Emi and Steve (pictured at Pokhara airport this week) aren't your stereotypical tourists, offspring of rich parents off to see the world. Emi was a daughter of a single mother who had to support two other siblings. They all helped their mother clean, cook and take care of their youngest brother.
Even while young, Emi had a dream of going out to see the world. Steve also grew up in a working class family who loved bicycling. After they met, they pedalled across Australia, then around Emi's home in Osaka. For 11 years since 1989 they cycled 113,000 km around the world enjoying interacting with different peoples and cultures across deserts, cities, rain and snow. They lived frugally and roughed it, money was always short and they stayed in cheap lodges and even carried a tent.

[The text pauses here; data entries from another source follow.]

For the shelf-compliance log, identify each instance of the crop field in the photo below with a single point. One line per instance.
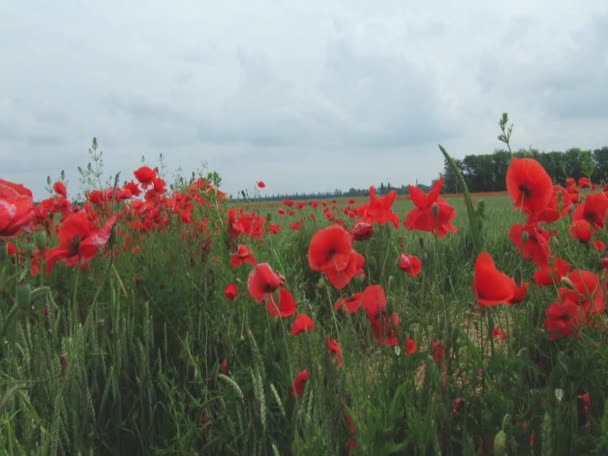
(154, 321)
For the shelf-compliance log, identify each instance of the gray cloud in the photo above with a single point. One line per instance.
(314, 96)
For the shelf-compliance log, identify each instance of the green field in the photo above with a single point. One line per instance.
(142, 352)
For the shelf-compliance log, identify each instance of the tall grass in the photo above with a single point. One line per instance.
(126, 357)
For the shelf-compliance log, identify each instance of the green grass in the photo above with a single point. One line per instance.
(125, 358)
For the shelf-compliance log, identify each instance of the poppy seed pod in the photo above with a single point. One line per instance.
(435, 209)
(567, 283)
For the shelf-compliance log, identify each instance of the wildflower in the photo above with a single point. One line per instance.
(331, 252)
(593, 210)
(79, 240)
(379, 209)
(431, 213)
(231, 291)
(410, 346)
(491, 286)
(349, 303)
(242, 256)
(16, 209)
(410, 264)
(145, 175)
(334, 347)
(263, 281)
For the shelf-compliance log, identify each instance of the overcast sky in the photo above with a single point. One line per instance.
(308, 96)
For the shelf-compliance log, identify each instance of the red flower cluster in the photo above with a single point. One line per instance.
(432, 213)
(331, 252)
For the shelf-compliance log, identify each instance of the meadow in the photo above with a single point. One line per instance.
(178, 322)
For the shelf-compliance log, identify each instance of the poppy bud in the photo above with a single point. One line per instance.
(29, 249)
(567, 282)
(457, 406)
(500, 443)
(23, 295)
(40, 239)
(435, 209)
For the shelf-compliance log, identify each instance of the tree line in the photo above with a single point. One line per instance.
(487, 173)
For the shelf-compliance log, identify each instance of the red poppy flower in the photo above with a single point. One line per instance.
(145, 175)
(242, 256)
(302, 323)
(491, 286)
(438, 352)
(588, 292)
(410, 264)
(295, 226)
(599, 245)
(79, 240)
(497, 332)
(330, 247)
(340, 278)
(563, 318)
(331, 252)
(133, 188)
(431, 213)
(262, 281)
(96, 197)
(584, 182)
(558, 207)
(551, 273)
(362, 230)
(593, 209)
(297, 389)
(410, 346)
(532, 241)
(59, 188)
(231, 291)
(16, 209)
(520, 293)
(379, 209)
(11, 249)
(581, 230)
(529, 185)
(349, 303)
(334, 347)
(286, 307)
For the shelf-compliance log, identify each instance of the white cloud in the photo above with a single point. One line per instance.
(313, 96)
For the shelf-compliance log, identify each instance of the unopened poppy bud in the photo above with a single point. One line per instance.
(64, 360)
(29, 249)
(40, 240)
(457, 406)
(23, 295)
(568, 283)
(435, 209)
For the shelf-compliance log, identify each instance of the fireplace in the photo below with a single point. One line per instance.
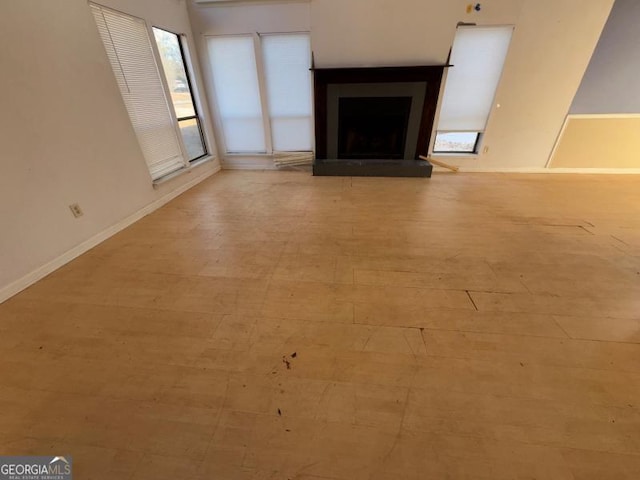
(372, 127)
(374, 121)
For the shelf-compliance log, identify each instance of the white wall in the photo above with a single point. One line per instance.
(391, 32)
(65, 134)
(551, 47)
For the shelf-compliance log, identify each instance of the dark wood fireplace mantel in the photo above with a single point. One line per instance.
(323, 77)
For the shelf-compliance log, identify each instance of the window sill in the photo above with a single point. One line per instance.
(182, 171)
(455, 155)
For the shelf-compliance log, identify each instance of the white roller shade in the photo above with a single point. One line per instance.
(235, 78)
(477, 57)
(287, 60)
(128, 47)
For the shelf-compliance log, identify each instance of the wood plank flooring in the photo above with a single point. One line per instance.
(275, 325)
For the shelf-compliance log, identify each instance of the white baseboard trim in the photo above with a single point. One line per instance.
(248, 162)
(41, 272)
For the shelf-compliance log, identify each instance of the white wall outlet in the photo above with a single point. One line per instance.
(76, 210)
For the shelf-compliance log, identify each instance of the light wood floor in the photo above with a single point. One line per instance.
(271, 325)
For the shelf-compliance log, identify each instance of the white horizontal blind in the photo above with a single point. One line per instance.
(129, 49)
(235, 77)
(287, 59)
(477, 57)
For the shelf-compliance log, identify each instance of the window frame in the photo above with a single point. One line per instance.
(476, 144)
(262, 91)
(181, 38)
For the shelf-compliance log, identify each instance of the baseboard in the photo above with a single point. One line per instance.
(41, 272)
(248, 162)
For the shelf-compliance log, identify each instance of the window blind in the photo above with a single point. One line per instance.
(128, 47)
(235, 77)
(287, 59)
(477, 57)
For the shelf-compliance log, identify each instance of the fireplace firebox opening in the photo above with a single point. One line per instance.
(373, 127)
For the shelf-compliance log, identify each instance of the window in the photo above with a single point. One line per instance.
(287, 60)
(172, 56)
(233, 66)
(477, 56)
(130, 52)
(263, 76)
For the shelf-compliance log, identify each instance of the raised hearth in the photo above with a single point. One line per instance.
(374, 121)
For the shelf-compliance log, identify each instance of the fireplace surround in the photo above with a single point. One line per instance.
(374, 121)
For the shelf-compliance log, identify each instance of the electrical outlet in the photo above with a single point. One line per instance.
(76, 210)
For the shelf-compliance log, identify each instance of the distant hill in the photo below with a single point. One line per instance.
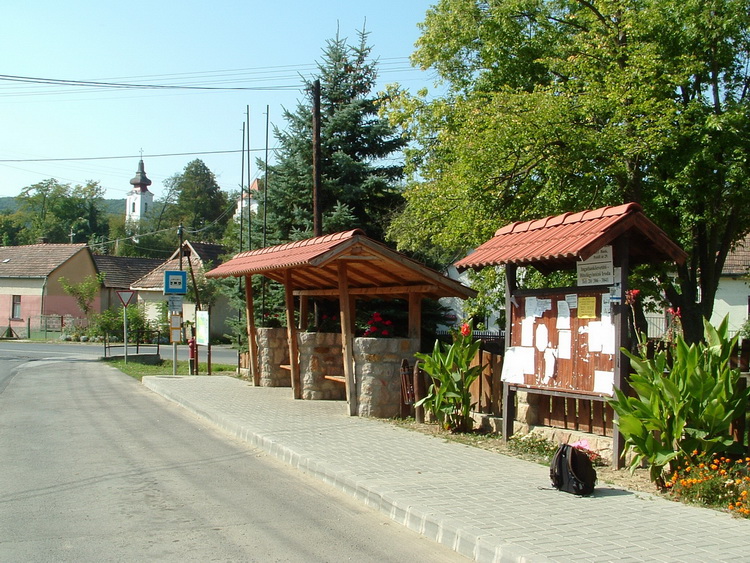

The adventures are inumerable: running away from grizzlies in Africa, encounters with armies of red ants in the Amazon.
After a few years of this, they finally found sponsors from Japanese helmet, bicycle and tyre manufacturers and the going got easier. In 2000, they reached Pakistan in their round the world journey. But Emi was diagnosed with cancer and rushed to Japan where doctors told her she had six months to live because the cancer had spread.

The cancer hasn't gone and Emi needs a check-up every month. But the couple have an added mission to their journey now, they speak on cancer wherever they go. "I don't want to fight with cancer, I want to live with it because it has become a part of me now," Emi says, "I am learning to live with cancer cells, and I know if I am happy they are happy too and won't do me any harm, and my happiest moment is when I am with my husband."
Everywhere Emi has been in the past two years people have urged her not to give up. Steve says: "Everybody has to die one day, so why not live every day to the fullest, do what you like doing and be happy."
Steve and Emi have made a list of the places they'd like to comeback to when their journey is over in three years. And Pokhara has just been added to their list.